Let $ \mathbb{R}_{-}=\{t \in \mathbb{R}: t \leq 0\}$ and definied $\log : \mathbb{C} \backslash \mathbb{R}_{-} \rightarrow \mathbb{C}$ as branch of logarithm.
Find real and imaginary part of $f(z)=(z-1) \cdot \operatorname{Re}(\log z)$ and clarify where this function $f$ have complex derivative.
Solution:
We have that:
$$\Re(\log(z)) = \Re(\log(|z|) + i\arg(z)) = \log(|z|)$$
So the real part is:
Let $z = a + ib$
$$ \Re(f(z)) = (a – 1)\log\sqrt{a^{2}+b^{2}}$$
$$ \Im(f(z)) = \Re(\log\sqrt{a^{2}+b^{2}}) b $$
For where f have complex derivative:
I think only in $z=0$ we have problem, but I don't build formally condition. How to show this?
Best Answer
Starting with your functions: $$ \Re(f(z)) = (a - 1)\log\sqrt{a^{2}+b^{2}} = \frac12(a - 1)\log (a^{2}+b^{2})$$ $$ \Im(f(z)) = b\log\sqrt{a^2+b^2}=\frac12b\log (a^{2}+b^{2})$$ where $z=a+bi$. This is not define for $a=b=0$, so we'll suppose that they are not both zero.
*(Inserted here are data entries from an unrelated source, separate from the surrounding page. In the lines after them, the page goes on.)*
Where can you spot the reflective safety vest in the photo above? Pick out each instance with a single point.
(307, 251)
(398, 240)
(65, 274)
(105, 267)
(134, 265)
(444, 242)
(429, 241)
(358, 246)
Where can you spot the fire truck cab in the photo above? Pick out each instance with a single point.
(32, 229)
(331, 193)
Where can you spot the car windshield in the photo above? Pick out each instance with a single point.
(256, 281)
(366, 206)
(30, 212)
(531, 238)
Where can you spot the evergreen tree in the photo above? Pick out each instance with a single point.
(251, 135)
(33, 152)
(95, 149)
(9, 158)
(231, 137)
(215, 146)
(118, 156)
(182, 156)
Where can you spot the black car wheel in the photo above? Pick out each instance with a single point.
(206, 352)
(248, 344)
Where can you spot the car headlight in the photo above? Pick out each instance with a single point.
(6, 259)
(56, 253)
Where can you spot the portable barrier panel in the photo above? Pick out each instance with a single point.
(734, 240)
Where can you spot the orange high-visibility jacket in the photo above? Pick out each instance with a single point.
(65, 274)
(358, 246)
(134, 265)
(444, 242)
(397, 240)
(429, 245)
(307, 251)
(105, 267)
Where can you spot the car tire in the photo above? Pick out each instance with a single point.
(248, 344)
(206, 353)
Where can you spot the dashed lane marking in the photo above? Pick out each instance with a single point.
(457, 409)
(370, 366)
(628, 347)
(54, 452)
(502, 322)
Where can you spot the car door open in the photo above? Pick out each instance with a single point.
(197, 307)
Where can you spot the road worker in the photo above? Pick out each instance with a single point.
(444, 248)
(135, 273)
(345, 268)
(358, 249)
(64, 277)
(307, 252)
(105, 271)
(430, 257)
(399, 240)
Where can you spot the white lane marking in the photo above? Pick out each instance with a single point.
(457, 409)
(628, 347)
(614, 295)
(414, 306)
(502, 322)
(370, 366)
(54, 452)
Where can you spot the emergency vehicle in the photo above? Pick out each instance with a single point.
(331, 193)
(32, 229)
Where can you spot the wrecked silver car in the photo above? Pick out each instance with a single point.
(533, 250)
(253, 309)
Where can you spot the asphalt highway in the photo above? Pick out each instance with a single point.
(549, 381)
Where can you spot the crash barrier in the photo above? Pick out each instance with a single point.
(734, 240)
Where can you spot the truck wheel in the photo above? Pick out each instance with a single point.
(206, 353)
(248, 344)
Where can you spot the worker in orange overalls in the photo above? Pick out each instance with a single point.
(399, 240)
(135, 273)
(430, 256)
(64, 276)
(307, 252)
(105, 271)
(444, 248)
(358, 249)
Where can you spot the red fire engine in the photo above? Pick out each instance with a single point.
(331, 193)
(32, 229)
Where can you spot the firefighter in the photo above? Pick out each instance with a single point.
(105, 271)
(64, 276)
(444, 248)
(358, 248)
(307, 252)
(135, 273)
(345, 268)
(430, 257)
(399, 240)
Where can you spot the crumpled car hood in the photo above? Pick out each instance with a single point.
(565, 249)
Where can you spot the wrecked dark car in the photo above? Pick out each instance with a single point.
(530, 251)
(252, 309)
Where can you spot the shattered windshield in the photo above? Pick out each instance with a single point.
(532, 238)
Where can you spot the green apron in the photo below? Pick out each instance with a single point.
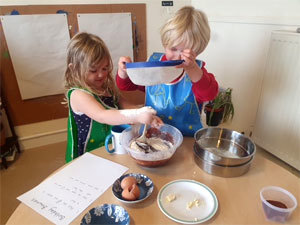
(96, 136)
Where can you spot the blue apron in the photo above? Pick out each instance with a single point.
(175, 103)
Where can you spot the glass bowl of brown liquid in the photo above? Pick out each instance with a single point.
(278, 203)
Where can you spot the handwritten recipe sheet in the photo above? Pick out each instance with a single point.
(63, 196)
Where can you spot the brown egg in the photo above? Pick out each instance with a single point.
(131, 193)
(128, 182)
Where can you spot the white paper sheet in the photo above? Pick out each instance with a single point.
(63, 196)
(37, 46)
(115, 29)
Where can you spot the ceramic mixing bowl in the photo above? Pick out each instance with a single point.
(152, 159)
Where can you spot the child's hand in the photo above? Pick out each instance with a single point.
(190, 65)
(122, 66)
(147, 115)
(189, 58)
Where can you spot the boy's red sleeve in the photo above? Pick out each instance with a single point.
(206, 89)
(127, 85)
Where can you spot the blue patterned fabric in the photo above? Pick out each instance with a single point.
(84, 123)
(175, 103)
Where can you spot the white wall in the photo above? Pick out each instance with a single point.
(237, 52)
(155, 14)
(238, 48)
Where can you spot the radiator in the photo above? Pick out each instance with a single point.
(277, 124)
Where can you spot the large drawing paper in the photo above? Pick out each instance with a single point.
(115, 29)
(63, 196)
(37, 46)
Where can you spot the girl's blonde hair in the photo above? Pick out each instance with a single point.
(188, 26)
(86, 51)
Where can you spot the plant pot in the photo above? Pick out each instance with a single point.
(2, 139)
(216, 117)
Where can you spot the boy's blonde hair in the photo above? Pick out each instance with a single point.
(188, 26)
(86, 51)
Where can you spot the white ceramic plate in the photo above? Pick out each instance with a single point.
(188, 191)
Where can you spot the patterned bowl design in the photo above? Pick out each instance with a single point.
(106, 214)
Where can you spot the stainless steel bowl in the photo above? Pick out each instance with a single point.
(222, 171)
(223, 147)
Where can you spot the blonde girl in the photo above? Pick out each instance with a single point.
(93, 97)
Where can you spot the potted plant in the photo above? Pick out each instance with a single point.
(220, 109)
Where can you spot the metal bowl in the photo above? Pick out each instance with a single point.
(222, 171)
(223, 147)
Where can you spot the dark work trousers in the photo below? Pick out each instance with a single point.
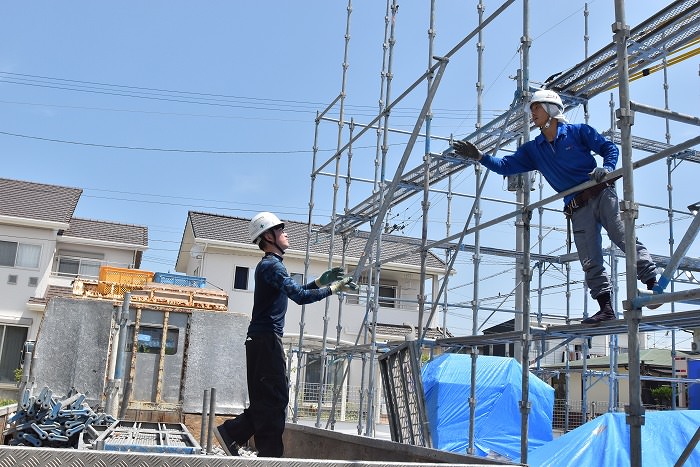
(268, 392)
(603, 211)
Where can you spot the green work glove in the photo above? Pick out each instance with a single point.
(329, 276)
(344, 285)
(468, 150)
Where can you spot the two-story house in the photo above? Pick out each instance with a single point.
(218, 248)
(43, 248)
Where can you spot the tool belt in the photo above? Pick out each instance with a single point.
(586, 195)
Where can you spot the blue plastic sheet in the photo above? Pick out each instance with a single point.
(447, 386)
(605, 441)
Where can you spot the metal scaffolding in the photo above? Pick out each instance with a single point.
(662, 40)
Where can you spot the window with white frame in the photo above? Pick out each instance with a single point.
(388, 293)
(12, 340)
(20, 255)
(242, 279)
(78, 263)
(298, 277)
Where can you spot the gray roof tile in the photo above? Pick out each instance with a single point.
(37, 200)
(235, 229)
(107, 231)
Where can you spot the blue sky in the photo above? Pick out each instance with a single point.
(156, 108)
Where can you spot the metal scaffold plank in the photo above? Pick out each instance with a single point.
(668, 31)
(662, 322)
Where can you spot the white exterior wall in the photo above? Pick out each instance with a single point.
(13, 306)
(217, 265)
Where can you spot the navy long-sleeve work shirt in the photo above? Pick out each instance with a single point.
(273, 287)
(564, 163)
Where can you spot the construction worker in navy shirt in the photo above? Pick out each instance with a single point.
(562, 154)
(268, 388)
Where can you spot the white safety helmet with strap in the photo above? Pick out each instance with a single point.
(551, 102)
(262, 222)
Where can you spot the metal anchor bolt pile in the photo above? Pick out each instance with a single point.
(46, 421)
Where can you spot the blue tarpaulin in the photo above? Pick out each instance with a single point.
(605, 440)
(447, 383)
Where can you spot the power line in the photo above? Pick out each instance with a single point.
(141, 148)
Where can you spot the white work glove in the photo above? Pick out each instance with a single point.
(598, 174)
(344, 285)
(329, 276)
(468, 150)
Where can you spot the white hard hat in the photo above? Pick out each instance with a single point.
(545, 96)
(262, 222)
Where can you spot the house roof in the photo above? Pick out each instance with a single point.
(107, 231)
(37, 200)
(235, 229)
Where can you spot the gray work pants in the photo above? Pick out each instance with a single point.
(586, 222)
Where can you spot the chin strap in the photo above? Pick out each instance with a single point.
(548, 124)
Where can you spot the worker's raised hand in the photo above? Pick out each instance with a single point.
(598, 174)
(329, 276)
(467, 149)
(344, 285)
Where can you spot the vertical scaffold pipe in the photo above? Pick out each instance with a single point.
(635, 410)
(525, 273)
(334, 218)
(476, 257)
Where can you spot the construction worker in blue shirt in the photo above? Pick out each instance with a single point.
(562, 154)
(268, 388)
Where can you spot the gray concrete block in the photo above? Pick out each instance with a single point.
(216, 359)
(72, 348)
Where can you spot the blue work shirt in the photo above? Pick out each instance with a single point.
(273, 287)
(564, 163)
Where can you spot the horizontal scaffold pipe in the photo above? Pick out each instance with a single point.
(671, 115)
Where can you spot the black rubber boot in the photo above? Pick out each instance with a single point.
(651, 283)
(606, 312)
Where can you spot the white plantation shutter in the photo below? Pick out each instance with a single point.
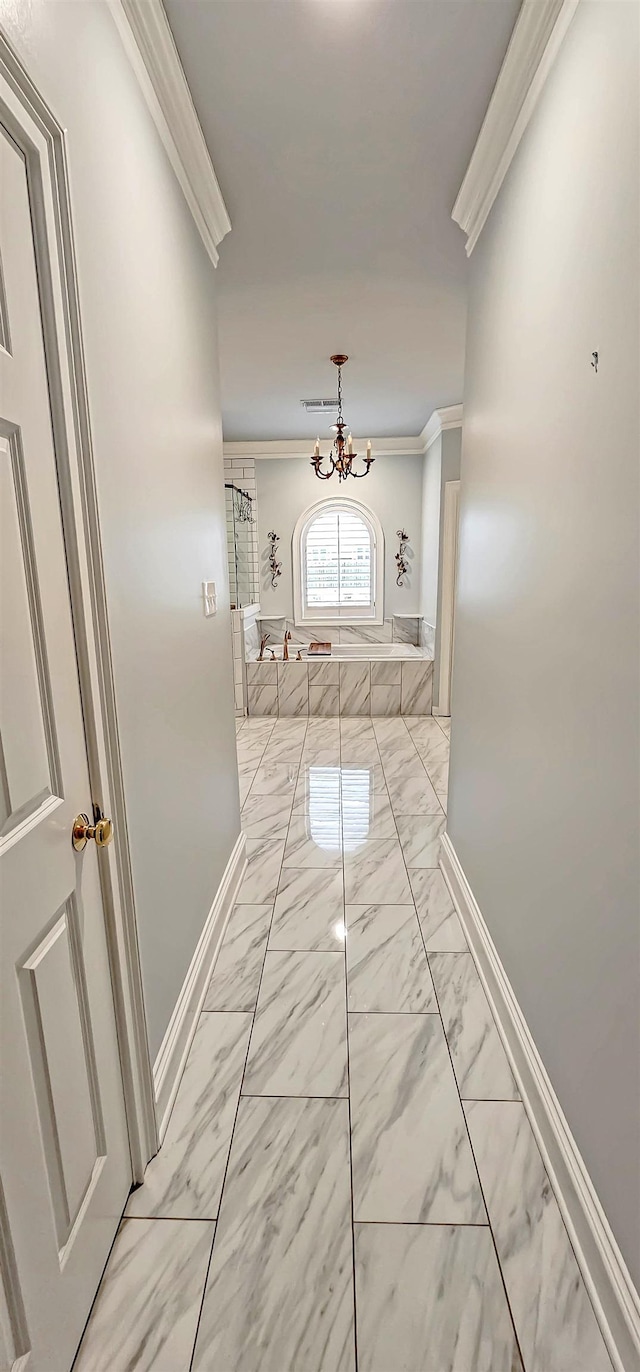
(338, 563)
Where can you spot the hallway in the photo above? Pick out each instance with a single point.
(349, 1179)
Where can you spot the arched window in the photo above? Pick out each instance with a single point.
(338, 564)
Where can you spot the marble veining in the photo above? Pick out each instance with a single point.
(324, 700)
(355, 688)
(293, 692)
(385, 700)
(375, 871)
(267, 817)
(298, 1040)
(313, 840)
(256, 1157)
(309, 910)
(420, 838)
(235, 978)
(416, 688)
(386, 672)
(146, 1312)
(436, 911)
(414, 795)
(366, 812)
(264, 862)
(275, 779)
(478, 1057)
(411, 1154)
(184, 1179)
(430, 1298)
(279, 1295)
(386, 965)
(551, 1308)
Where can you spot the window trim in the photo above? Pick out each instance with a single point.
(376, 571)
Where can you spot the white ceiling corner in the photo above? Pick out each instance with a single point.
(448, 417)
(149, 41)
(444, 419)
(533, 48)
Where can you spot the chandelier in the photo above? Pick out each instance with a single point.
(342, 454)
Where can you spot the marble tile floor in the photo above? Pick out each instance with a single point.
(349, 1181)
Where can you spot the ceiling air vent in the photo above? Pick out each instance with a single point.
(319, 406)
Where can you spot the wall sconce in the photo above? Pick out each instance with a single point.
(275, 567)
(403, 567)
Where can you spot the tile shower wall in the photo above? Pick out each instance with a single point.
(239, 660)
(339, 688)
(242, 538)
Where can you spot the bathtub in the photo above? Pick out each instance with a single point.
(345, 652)
(357, 679)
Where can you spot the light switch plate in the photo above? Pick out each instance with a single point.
(209, 597)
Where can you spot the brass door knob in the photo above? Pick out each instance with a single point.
(102, 830)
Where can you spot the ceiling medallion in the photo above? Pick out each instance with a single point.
(342, 454)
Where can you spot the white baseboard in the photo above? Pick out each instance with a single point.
(173, 1051)
(615, 1299)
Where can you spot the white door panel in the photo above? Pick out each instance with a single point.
(63, 1149)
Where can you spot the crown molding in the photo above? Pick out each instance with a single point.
(256, 450)
(441, 420)
(533, 48)
(149, 43)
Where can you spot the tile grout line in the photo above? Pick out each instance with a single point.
(489, 1225)
(238, 1107)
(348, 1072)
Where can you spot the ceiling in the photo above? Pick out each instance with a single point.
(339, 132)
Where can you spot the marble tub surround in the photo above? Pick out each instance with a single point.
(355, 686)
(346, 1112)
(551, 1309)
(397, 629)
(407, 629)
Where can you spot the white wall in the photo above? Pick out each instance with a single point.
(149, 313)
(449, 471)
(544, 770)
(392, 490)
(430, 530)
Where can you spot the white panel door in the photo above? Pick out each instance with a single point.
(65, 1164)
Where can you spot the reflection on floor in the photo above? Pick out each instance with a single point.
(349, 1179)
A complex function is derivable if it respect the Cauchy-Riemann equations. With respect to your notation, this gives : $$\frac{\partial\Re}{\partial a}= \frac{\partial\Im}{\partial b}\tag{1}$$ $$\frac{\partial\Re}{\partial b}= -\frac{\partial\Im}{\partial a}\tag{2}$$
This will give us conditions on $a$ and $b$ for derivability. $$\frac{\partial\Re}{\partial a}=\frac12\log (a^{2}+b^{2})+(a-1)\frac{a}{a^2+b^2}$$ $$\frac{\partial\Re}{\partial b}=(a-1)\frac{b}{a^2+b^2}$$ $$\frac{\partial\Im}{\partial a}=b\frac{a}{a^2+b^2}$$ $$\frac{\partial\Im}{\partial b}=\frac12\log (a^{2}+b^{2})+b\frac{b}{a^2+b^2}$$ In equation $(1)$, it gives $$\frac12\log (a^{2}+b^{2})+(a-1)\frac{a}{a^2+b^2}=\frac12\log (a^{2}+b^{2})+b\frac{b}{a^2+b^2}$$ $$(a-1)\frac{a}{a^2+b^2}=b\frac{b}{a^2+b^2}$$ $$(a-1)a=b^2\tag{3}$$ In equation $(2)$, it gives $$(a-1)\frac{b}{a^2+b^2}=-b\frac{a}{a^2+b^2}$$ $$(a-1)b=-ab$$ $$(2a-1)b=0\tag{4}$$ Equation $(4)$ is true only if $b=0$ or $a=\frac12$. Those are our candidates that will be tested in equation $(3)$.
If $b=0$ $$(a-1)a=0^2 \implies a=0 \text{ or } a=1$$ Since $b=0$, $a$ can't be $0$, so only one possiblity $z=1+0i$.
If $b=\frac12$ $$(\frac12-1)\frac12=b^2 \implies -\frac14=b^2$$ It is impossible, since $b\in \Bbb R$.
Conclusion, this function is only derivable at $z = 1$.